The embryonic renal stroma consists of multiple molecularly distinct cell subpopulations, the functional significance of which is largely unknown. Previous work has demonstrated that the transcription factors YAP and TAZ play roles in the development and morphogenesis of the nephrons, collecting ducts, and nephron progenitor cells.

In embryonic mouse kidneys, we identified a subpopulation of stromal cells with enriched activity in YAP and TAZ. To evaluate the function of these cell types, we genetically ablated both Yap and Taz from the stromal progenitor population and examined how gene activity and development of YAP/TAZ mutant kidneys are affected over a developmental time course.

We found that YAP and TAZ are active in a subset of renal interstitium and that stromal-specific coablation of YAP/TAZ disrupts cortical fibroblast, pericyte, and myofibroblast development, with secondary effects on peritubular capillary differentiation. We also demonstrated that the transcription factor SRF cooperates with YAP/TAZ to drive expression of at least a subset of renal myofibroblast target genes and to specify myofibroblasts but not cortical fibroblasts or pericytes.

These findings reveal a critical role for YAP/TAZ in specific embryonic stromal cells and suggest that interaction with cofactors, such as SRF, influence the expression of cell type–specific target genes, thus driving stromal heterogeneity. Further, this work reveals functional roles for renal stroma heterogeneity in creating unique microenvironments that influence the differentiation and maintenance of the renal parenchyma.
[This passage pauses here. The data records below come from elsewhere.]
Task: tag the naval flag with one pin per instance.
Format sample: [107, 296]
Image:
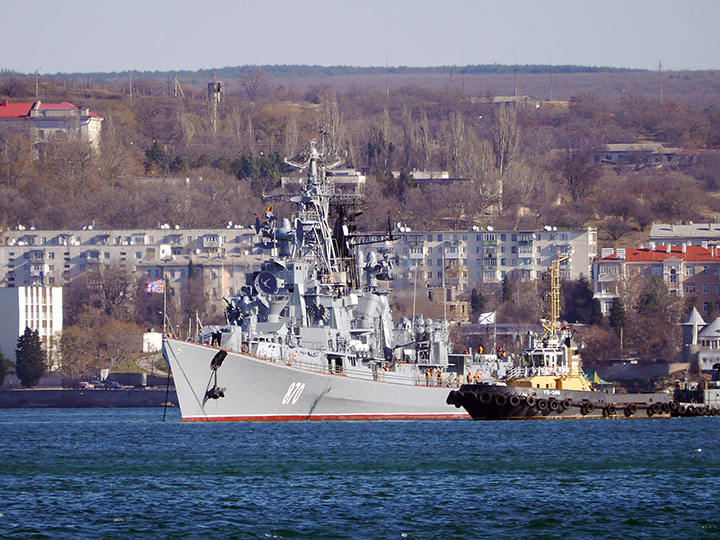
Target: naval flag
[487, 318]
[155, 287]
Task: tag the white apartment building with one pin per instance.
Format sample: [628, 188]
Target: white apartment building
[35, 307]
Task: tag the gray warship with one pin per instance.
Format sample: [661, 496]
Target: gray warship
[311, 336]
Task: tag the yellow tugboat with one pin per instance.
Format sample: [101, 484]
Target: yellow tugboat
[548, 382]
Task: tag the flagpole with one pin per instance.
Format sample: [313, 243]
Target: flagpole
[164, 307]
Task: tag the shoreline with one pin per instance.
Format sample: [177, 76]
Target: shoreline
[39, 398]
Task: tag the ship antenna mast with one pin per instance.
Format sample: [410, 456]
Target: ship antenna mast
[550, 326]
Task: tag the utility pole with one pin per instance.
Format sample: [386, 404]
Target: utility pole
[37, 83]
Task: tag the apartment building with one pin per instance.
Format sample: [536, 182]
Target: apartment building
[686, 270]
[35, 307]
[692, 234]
[55, 258]
[43, 121]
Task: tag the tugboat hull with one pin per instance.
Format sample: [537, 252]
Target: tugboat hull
[497, 402]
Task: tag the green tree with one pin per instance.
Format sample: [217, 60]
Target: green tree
[29, 359]
[617, 316]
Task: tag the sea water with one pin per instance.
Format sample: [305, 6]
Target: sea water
[124, 473]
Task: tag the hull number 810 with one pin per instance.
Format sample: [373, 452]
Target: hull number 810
[293, 394]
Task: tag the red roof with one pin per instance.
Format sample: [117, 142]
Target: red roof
[57, 106]
[660, 253]
[14, 110]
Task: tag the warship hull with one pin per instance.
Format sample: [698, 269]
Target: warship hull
[497, 402]
[257, 389]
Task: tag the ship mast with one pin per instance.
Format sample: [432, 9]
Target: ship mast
[550, 326]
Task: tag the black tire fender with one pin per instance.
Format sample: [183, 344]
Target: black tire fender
[500, 400]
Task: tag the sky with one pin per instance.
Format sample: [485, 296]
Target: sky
[160, 35]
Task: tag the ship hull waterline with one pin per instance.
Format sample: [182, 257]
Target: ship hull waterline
[256, 389]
胚胎肾基质由多个分子上不同的细胞亚群组成，其功能意义很大程度上未知。先前的工作已证明转录因子 YAP 和 TAZ 在肾单位、集合管和肾单位祖细胞的发育和形态发生中发挥作用。

在胚胎小鼠肾脏中，我们鉴定出了 YAP 和 TAZ 活性丰富的基质细胞亚群。为了评估这些细胞类型的功能，我们从基质祖细胞群中基因消除了Yap和Taz ，并检查了 YAP/TAZ 突变肾的基因活性和发育在发育时间过程中如何受到影响。
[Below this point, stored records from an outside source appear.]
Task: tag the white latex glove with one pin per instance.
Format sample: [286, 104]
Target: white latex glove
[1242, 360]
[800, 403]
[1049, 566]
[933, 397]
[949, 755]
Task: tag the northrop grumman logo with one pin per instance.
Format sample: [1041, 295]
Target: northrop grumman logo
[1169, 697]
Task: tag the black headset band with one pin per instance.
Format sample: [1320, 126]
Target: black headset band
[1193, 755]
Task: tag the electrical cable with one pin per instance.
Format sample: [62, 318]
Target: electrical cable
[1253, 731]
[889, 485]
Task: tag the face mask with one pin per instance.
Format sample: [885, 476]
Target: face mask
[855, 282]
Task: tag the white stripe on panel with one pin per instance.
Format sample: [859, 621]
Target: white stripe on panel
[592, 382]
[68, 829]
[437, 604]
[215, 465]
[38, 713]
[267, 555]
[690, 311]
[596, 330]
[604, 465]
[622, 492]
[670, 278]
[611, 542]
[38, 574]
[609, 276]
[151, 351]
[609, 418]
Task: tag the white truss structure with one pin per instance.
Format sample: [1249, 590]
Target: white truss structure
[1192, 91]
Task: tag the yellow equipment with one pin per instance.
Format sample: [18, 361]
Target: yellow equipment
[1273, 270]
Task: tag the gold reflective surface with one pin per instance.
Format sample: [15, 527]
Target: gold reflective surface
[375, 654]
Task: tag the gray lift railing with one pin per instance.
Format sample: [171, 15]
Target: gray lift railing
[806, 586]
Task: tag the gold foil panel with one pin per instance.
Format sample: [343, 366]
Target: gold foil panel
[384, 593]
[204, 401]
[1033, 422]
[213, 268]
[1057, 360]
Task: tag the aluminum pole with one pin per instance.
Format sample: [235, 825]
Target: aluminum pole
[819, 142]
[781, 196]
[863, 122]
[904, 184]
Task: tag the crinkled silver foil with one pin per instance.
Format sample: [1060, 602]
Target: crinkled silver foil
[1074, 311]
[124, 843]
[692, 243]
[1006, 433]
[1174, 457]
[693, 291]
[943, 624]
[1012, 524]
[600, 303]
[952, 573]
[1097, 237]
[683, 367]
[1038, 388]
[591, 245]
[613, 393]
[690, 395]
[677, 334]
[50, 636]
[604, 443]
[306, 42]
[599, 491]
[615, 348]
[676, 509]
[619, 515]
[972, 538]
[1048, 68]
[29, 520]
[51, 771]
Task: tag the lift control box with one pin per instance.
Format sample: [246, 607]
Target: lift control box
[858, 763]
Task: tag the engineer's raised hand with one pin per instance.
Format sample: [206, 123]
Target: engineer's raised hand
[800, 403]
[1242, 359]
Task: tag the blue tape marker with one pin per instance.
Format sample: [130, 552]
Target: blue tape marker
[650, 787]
我们发现 YAP 和 TAZ 在肾间质的子集中具有活性，并且 YAP/TAZ 的基质特异性共消融会破坏皮质成纤维细胞、周细胞和肌成纤维细胞的发育，并对肾小管周围毛细血管分化产生二次影响。我们还证明转录因子 SRF 与 YAP/TAZ 配合驱动至少一部分肾肌成纤维细胞靶基因的表达，并指定肌成纤维细胞但不指定皮质成纤维细胞或周细胞。

这些发现揭示了 YAP/TAZ 在特定胚胎基质细胞中的关键作用，并表明与 SRF 等辅助因子的相互作用影响细胞类型特异性靶基因的表达，从而驱动基质异质性。此外，这项工作揭示了肾基质异质性在创造影响肾实质分化和维持的独特微环境中的功能作用。